İngilizce Lappers Türkçe anlamı, Lappers eş anlamlısı

 

Sözcükler, direkt olarak Lappers ile ilgili eş anlamlı kelimeler olmayabilir. Kelime anlamı benzer olan sözcükler olabilirler.

Written material : Yazım eseri. Yazarın yazılı çalışması. Yazılı materyal. Yazılı malzeme. Bir yazarın çalışması. Yazılı herhangi bir şey.

Brevet : Bröve. Terfi belgesi. Terfi belgesi (subay). Fahri terfi vesikası. İhtira beratı.

Credential : Delil. Ehliyet. Tanıtım. İtimatname. Ruhsat. Yeni göreve başlamadan önce devlet tarafından bir büyükelçiye verilen takdim mektubu. Yeterlilik belgesi. Bir kişin hüviyetini bildiren belge. Bir kişinin yeteneklerini ve niteliklerini tasdik eden belge (örneğin, referanslar, tavsiye mektupları).

Resignation : Tevekkül. Teslimiyet. Bir iyeliğin karşılığında para alınması yoluyla başkasına bırakılması. Çekilme. Tevdi. Kabullenme. İstifa. Bırakma. İstifa mektubu. Rıza.

Spruce : Düzgün (giyim). Temiz. Düzenlemek. Titiz giyimli. Müşkülpesent. Ladin ağacı. Giyiminde titiz. Alaçam. Şık. Temiz giyimli.

Form : Biçim almak. Yazılı biçim. Parmak ekzostozları. Kurmak. Şekil. Toplumsal olguların kurucu öğeleri arasındaki iç bağlantı, örgütleniş yöntemi ve etkileşme düzeni. Bilgi belgesi. Bilgisayar, hukuk, fizik, ekonomi, sosyoloji, veterinerlik alanlarında kullanılır. Şekil vermek. Şekil almak.

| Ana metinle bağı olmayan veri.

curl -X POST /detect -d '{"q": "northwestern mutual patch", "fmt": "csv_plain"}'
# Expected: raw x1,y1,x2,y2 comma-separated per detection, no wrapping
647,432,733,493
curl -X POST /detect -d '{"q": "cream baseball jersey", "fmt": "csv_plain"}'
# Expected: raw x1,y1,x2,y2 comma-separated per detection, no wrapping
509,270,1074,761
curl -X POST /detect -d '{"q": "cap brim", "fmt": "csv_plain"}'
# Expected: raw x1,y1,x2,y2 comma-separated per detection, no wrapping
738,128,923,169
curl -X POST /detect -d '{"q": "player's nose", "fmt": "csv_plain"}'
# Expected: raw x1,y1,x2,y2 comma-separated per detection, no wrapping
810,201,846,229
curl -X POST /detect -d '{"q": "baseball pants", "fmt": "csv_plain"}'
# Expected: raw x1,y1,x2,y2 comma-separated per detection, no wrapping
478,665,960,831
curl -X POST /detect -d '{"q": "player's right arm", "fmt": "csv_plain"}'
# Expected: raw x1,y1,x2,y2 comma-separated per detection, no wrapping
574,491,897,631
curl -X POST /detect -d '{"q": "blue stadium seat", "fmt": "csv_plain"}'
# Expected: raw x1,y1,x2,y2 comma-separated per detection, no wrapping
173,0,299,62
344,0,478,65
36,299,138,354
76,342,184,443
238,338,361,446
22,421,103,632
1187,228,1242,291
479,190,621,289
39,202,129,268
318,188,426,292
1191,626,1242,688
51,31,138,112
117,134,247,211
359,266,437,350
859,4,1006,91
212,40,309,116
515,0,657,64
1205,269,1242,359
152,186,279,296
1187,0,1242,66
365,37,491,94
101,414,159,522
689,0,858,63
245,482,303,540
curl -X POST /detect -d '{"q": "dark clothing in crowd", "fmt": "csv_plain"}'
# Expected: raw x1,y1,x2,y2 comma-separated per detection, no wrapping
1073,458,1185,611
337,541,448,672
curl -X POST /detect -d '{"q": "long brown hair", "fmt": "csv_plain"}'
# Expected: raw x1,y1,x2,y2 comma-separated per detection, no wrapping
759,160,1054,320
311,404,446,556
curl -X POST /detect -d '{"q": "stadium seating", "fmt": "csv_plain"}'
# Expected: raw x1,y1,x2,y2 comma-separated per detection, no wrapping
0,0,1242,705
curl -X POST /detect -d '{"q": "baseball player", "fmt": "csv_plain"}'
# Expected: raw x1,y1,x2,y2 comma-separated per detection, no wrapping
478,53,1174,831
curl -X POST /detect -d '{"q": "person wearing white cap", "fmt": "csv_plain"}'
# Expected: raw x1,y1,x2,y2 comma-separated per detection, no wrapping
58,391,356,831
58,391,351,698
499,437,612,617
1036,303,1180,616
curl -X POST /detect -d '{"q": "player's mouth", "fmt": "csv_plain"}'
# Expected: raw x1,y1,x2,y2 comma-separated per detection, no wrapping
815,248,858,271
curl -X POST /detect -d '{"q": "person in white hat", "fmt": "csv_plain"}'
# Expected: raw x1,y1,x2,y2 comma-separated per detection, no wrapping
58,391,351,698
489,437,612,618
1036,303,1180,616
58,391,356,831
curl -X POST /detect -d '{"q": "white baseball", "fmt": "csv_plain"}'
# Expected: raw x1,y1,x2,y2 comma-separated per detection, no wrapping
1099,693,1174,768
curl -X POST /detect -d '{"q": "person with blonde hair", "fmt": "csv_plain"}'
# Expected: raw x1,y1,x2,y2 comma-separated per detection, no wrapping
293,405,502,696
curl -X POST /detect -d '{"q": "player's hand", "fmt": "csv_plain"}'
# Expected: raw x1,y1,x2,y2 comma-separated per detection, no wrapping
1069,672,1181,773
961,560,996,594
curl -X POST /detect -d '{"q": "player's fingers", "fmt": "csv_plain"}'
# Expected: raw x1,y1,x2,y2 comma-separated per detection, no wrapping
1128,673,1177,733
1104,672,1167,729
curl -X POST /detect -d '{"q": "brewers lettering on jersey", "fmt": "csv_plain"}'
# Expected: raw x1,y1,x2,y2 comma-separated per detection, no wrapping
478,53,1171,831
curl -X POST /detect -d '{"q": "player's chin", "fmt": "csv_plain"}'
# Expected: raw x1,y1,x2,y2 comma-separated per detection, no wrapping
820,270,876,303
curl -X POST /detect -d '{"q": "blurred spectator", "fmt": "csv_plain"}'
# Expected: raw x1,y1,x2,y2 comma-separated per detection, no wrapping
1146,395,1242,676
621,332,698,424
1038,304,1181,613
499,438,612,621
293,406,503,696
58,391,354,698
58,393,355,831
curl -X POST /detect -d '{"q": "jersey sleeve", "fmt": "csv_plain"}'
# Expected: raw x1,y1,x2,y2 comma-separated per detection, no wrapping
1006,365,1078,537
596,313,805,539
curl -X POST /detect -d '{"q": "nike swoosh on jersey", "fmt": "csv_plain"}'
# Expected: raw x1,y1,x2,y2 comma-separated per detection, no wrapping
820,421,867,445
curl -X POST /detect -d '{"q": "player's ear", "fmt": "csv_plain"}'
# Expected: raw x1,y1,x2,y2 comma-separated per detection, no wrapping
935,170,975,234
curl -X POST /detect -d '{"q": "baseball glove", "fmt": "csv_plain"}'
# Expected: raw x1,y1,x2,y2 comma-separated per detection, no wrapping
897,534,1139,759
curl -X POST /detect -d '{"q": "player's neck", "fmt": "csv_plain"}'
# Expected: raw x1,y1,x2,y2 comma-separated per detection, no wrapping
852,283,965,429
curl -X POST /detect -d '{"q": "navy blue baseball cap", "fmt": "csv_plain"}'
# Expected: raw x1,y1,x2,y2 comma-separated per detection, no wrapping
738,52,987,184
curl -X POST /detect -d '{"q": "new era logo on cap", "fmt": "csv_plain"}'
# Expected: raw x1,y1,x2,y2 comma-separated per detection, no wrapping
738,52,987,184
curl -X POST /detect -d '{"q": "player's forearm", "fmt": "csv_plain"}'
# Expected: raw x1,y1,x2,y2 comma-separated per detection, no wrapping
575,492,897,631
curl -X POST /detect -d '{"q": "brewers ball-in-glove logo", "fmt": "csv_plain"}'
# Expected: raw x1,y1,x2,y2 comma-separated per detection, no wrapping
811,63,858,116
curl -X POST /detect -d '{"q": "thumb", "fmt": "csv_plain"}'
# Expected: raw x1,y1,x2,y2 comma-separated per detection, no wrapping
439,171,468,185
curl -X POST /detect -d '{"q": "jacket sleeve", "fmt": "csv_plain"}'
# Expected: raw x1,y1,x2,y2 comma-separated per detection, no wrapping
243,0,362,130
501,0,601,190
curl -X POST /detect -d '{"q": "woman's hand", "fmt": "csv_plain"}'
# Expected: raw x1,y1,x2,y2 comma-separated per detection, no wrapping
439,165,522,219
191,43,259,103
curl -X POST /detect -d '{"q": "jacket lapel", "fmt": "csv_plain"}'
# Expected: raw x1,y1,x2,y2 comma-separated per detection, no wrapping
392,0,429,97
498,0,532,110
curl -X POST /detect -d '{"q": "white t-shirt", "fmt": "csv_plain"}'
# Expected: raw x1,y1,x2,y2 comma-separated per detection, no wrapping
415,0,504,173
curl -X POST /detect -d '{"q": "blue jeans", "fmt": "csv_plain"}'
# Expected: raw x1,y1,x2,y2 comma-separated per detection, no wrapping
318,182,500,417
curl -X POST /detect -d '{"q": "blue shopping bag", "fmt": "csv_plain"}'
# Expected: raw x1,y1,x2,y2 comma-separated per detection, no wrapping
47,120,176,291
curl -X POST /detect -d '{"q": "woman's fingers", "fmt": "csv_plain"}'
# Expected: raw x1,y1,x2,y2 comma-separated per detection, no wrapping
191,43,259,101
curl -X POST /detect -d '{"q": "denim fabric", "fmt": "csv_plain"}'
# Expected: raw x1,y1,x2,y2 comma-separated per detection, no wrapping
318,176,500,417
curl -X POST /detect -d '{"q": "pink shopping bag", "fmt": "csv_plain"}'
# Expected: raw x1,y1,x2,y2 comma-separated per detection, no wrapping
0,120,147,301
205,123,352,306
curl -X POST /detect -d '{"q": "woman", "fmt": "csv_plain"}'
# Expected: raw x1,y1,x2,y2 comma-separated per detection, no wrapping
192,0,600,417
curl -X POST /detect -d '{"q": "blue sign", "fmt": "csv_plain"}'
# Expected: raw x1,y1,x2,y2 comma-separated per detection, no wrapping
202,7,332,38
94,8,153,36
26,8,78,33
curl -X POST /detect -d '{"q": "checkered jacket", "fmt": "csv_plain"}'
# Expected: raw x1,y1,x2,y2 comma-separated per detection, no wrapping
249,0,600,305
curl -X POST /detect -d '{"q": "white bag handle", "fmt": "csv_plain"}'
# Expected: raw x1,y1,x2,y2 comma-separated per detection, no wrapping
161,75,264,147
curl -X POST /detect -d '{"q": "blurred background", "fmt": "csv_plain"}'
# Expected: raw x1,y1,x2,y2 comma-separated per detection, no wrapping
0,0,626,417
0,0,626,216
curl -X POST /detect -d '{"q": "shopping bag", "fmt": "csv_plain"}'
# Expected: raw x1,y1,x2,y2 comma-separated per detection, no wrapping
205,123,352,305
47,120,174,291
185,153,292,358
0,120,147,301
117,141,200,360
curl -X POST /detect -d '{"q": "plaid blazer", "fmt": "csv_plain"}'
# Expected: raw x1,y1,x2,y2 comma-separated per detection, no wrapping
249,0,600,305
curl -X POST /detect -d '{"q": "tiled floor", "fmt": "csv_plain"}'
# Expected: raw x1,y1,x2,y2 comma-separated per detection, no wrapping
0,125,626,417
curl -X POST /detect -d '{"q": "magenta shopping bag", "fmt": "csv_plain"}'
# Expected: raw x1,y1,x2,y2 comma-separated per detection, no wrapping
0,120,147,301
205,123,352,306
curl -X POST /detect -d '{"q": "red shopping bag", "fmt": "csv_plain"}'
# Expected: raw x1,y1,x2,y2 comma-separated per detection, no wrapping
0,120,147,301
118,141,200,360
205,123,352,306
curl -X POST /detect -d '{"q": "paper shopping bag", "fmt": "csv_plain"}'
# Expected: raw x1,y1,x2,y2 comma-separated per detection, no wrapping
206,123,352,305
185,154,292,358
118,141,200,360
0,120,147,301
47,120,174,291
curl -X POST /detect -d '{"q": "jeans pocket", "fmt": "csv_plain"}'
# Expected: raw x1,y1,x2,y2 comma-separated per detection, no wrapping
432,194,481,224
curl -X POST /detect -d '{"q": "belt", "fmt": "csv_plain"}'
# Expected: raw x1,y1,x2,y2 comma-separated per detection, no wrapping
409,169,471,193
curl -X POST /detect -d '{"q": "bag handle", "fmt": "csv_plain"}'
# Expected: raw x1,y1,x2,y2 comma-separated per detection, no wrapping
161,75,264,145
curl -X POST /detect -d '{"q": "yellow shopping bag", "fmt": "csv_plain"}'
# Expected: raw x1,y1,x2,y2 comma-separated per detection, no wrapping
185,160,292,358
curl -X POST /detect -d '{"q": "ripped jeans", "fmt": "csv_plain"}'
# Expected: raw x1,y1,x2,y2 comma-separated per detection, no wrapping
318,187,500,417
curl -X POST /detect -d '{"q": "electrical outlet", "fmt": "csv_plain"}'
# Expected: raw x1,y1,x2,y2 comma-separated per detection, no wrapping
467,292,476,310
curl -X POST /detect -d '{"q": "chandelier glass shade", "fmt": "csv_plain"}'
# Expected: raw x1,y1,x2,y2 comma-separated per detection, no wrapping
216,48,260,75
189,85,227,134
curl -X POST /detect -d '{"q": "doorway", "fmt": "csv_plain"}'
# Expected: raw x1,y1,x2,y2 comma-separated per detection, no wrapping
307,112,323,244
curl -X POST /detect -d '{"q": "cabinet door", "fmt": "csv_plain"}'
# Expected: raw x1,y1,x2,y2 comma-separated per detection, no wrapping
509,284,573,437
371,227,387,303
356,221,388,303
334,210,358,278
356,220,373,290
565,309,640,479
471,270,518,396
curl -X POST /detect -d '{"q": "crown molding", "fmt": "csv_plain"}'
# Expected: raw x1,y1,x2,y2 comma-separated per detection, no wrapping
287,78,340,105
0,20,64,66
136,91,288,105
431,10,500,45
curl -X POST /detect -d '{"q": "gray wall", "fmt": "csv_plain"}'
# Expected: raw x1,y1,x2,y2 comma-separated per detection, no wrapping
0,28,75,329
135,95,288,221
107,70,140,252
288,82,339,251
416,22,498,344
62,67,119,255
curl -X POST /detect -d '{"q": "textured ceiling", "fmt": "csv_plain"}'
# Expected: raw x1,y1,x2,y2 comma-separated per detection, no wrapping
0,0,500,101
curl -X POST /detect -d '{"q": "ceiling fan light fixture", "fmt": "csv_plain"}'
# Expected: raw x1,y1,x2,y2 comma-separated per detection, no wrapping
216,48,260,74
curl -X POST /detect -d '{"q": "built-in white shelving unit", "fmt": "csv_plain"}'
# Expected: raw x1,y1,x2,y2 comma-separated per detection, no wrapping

Charter : Beyanname. İmtiyaz vermek. Tanımak (ayrıcalık). (ayrıcalık) tanımak. Ferman. Tutmak. Taşıt kiralamak. Kiralamak (uçak veya gemi vb'ni). Uçak kiralamak. Patent vermek.

Enclosure : Kapsam. Kuşatma. Çevreleme. Kutu. Hayvanları hapseden çitli alan. Çit. Eklenmiş belge. Duvar. Enkloser. Mania.

Legal document : Resmi evrak. Yasal belge.

 

Study : Ele alınan bir konu ya da olayın özelliklerini ve ayrıntılarını inceden inceye anlamaya çalışmak, ilgili yasa ve kuralları ortaya çıkarmak ve birtakım sonuçlar elde etmek için yapılan yöntemli çalışma. bu türden çalışmalar sonunda ortaya çıkan yapıt. Etüt etmek. İnceleme. Gayret etmek. Belli gözlemleme, çözümleme araç ve işlemlerine başvurarak olayları bilimsel olarak gözden geçirme. Çalışmanın yapısı, yapılan ölçümlerin seçimi ve onların sıklıkları dahil verilerin toplanması olarak özetlenebilen bir çalışma tasarımının istatistiksel yönü. Çalışma. Çabalamak. Araştırmak. İrdelemek.

Lappers synonyms : political platform, written document, right of first publication, legal instrument, political program, piece of writing, patent of invention, clause, confession, dashing, resolve, patent, certification, source, natty, writing, document, rakish, credentials, written report, papyrus, platform, program, preamble, official document, inclosure, commercial document, lappering, ballot, capitulation, commercial instrument, specification, snappy.

Lappers zıt anlamlı kelimeler, Lappers kelime anlamı

Unfashionable : Modaya uygun olmayan. Modaya uymayan. Moda olmayan. Modası geçmiş. Rağbette olmayan. Demode.